2.19.2024
Verse fragment from THE NOUVEAU RICHE HOURS OF BARON EGON VON HÜHNERBEIN, translated from the original German by Dr. Otto Hühnerleber
I weary – I tire – Of my daily routine – Of breakfast – of dinner – Of lunch in between – And the irksome exertion Of drawing a breath— How dreary—I stumble – From ennui to death—
Baron Egon von Hühnerbein (1835–1892) was the scion of rentiers whose wealth derived from tenants’ poultry farms in and around the former Duchy of Anhalt-Köthen.
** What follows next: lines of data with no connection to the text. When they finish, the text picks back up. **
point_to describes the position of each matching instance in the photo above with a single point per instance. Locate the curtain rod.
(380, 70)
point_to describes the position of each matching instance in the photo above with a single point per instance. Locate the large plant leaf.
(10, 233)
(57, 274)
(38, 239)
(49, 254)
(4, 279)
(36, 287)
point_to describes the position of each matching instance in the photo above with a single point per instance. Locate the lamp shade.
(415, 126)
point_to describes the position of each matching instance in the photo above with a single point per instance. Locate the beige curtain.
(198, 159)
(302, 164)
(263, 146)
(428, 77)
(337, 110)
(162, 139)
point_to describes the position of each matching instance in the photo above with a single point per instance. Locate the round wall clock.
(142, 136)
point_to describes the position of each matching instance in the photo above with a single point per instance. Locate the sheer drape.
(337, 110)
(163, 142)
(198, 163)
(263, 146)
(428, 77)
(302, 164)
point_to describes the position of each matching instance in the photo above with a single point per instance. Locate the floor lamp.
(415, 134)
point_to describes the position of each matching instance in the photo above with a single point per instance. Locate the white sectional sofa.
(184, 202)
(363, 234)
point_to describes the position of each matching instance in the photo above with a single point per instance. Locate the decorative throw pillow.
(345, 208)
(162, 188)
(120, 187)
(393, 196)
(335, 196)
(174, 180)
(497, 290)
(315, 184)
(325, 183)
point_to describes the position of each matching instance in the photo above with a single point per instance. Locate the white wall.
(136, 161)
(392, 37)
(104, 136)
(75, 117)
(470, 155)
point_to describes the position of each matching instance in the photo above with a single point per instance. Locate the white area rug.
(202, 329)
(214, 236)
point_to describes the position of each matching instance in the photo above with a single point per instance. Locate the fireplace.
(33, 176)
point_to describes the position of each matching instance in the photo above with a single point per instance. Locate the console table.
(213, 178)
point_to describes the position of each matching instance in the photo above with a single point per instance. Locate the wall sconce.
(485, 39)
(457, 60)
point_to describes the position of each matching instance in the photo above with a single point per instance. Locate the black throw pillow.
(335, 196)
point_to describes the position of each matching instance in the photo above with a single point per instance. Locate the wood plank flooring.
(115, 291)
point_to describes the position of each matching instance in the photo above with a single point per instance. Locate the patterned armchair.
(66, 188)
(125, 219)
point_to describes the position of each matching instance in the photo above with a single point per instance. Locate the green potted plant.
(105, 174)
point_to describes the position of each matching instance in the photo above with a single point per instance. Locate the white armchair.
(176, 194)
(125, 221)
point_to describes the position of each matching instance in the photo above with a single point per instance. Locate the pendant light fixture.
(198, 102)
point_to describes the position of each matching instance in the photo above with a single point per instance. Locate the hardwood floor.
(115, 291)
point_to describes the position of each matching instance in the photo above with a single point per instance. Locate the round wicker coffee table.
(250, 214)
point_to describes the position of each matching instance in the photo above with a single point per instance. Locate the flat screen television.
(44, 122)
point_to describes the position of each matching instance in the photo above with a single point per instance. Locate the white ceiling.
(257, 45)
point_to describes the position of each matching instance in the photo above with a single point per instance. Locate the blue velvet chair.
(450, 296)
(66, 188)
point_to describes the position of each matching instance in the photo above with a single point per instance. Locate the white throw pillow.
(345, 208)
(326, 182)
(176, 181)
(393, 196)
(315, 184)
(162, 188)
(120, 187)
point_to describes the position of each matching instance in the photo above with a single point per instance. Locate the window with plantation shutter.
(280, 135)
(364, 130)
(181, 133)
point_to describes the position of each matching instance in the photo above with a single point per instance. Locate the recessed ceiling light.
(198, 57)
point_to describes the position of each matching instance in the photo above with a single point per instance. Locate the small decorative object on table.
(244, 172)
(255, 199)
Only a few instances of verse appear in the Baron’s justly celebrated Nouveau Riche Hours (Neureiche Stunden), but he wrote nearly two thousand additional poems, none of them shared with anyone during his lifetime. After the Baron’s death at the age of fifty-two, his younger cousin and heir, Duke Günter von und zu Hähnchenschenkel, discovered the manuscript and arranged to have the poems translated into English.1 They first saw publication in the United States, under the pseudonym “Emily Dickinson.”
The Duke is sometimes said to have been the Baron’s lover. Allegations of a carnal relationship between the cousins appear to be founded on rumors of a drunken admission overheard in a Hofbräu and anonymously reported to the local constabulary in 1896, although no documentary evidence of the report has been found. In any event, the claim is that the Duke, questioned about his relationship with the late Baron, replied: “Ja … er war mein … Freund“ (“Yes … he vahss my … boyfriend”). The Editorial Board of Diary Poems neither endorses nor disputes this claim.


And in margin of Waste Land manuscript, unknown hand, recently revealed by palimpsest imaging: „Ein Kuh macht muh / viele Kühe machen Mühe”.
Ennui till death, my new bumper sticker!